EXPLORER trial hints at potential new drug option in obstructive hypertrophic cardiomyopathy
Standard drug therapy
“There are approved drugs for obstructive hypertrophic cardiomyopathy, but they are ancient and were developed for other diseases,” observed Dr. Olivotto at the media briefing. Those drug options – primarily beta-blockers, nondihydropyridine calcium-channel blockers, and the sodium-channel blocker disopyramide – are often ineffective or cause onerous side effects, he said.
Notably in EXPLORER-HCM, patients in both the mavacamten and placebo groups could also be receiving beta-blockers and calcium-channel blockers, but no one in the trial could be receiving disopyramide, which can prolong the QT interval.
“By design,” mavacamten wasn’t compared to disopyramide, “a much more potent drug for lowering gradient and improving symptoms than beta-blockers or calcium-channel blockers,” said Martin S. Maron, MD, medical director at the Hypertrophic Cardiomyopathy Center and Research Institute, Tufts Medical Center, Boston.
Therefore, the trial’s results can’t be extrapolated to conclude that the new drug is superior to disopyramide “or the gold standard, surgical myectomy,” he said in an interview.
Dr.

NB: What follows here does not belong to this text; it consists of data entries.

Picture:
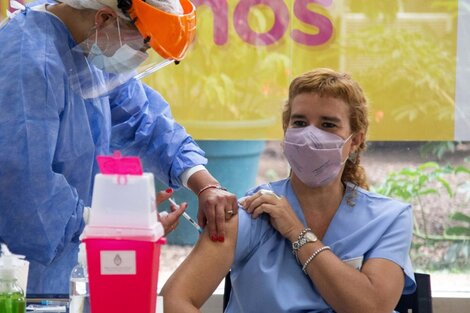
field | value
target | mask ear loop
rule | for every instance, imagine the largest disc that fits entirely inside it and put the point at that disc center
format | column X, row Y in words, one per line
column 96, row 40
column 119, row 31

Adler agreed that observational studies suggest a benefit from disopyramide that may rival the apparent effect of mavacamten. “But of course, you can’t make direct comparisons because we never had a study like this for disopyramide.” Because it has many side effects and limitations, “it’s not a drug that I like using, but it is beneficial for some patients and I do use it quite a bit.”
What EXPLORER-HCM does seem to show, Dr. Maron said, “is that the mechanism of action of the drug does seem to play out. It lowers gradients in a pretty reliable and powerful way, and that translates into clinical improvement in many patients. So it starts to support the idea that this drug and the class of drugs, myosin inhibitors, may represent another medical therapy option for symptomatic obstructive HCM.”
And, he pointed out, about one-fifth of patients with obstructive HCM don’t respond to disopyramide with fewer symptoms, and in others the drug “starts to lose efficacy over time.” So disopyramide has limitations, and EXPLORER-HCM “provides the possibility of an additional drug option.”
EXPLORER-HCM randomly assigned 251 adults with obstructive HCM in 13 countries to receive mavacamten, titrated from a starting dosage of 5 mg/day to a possible 15 mg/day or to placebo for 30 weeks.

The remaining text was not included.